THE PEOPLE, Plaintiff and Respondent, v. EDWARD DANIEL JONES, Defendant and Appellant.

COUNSEL

Atherton & Woodbury and John D. Atherton for Defendant and Appellant.

Stanley Mosk, Attorney General, William E. James, Assistant Attorney General, and Walter E. White, Deputy Attorney General, for Plaintiff and Respondent.

OPINION

BROWN (G.), J.

Appellant was convicted of robbery in the first degree for his part in a liquor store holdup, actually perpetrated by another. This appeal is based on alleged misconduct of the district attorney in alluding to appellant's six prior felonies in cross-examination and argument, and in further assailing the credibility of appellant in argument.

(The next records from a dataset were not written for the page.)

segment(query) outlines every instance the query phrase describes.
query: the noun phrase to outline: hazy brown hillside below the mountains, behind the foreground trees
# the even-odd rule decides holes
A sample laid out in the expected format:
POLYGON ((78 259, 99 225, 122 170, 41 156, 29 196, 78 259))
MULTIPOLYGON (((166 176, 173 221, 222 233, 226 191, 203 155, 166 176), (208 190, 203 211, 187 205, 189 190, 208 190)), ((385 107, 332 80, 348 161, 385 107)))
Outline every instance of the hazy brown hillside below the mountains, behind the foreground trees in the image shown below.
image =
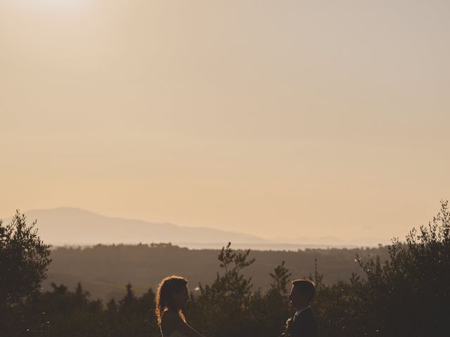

Appellant contends that the district attorney was guilty of misconduct in cross-examining him on his conviction of prior felonies, how many, their specific nature, and when these felonies occurred.

[1, 2] While the details and circumstances of felonies may not be shown (People v. Miller, 188 Cal. App. 2d 156, 170 [10 Cal.Rptr. 326]), the district attorney may properly elicit evidence of a defendant's prior felony convictions, including the number, dates and the specific felonies. (People v. Craig, [216 Cal. App. 2d 495] 196 Cal. 19, 28 [235 P. 721]; People v. Renteria, 181 Cal. App. 2d 214, 218 [5 Cal. Rptr. 119]; People v. Beverly, 200 Cal. App. 2d 119, 124 [19 Cal. Rptr. 67]; People v. Klavon, 202 Cal. App. 2d 765, 770 [21 Cal. Rptr. 99]; Code Civ. Proc., ยง 2051.) The cross-examination was proper.

The remaining contention of appellant based upon an alleged lack of good faith of the district attorney in referring in argument to the jury to defendant's prior convictions, is without merit.

Judgment affirmed.

Griffin, P. J., and Coughlin, J., concurred.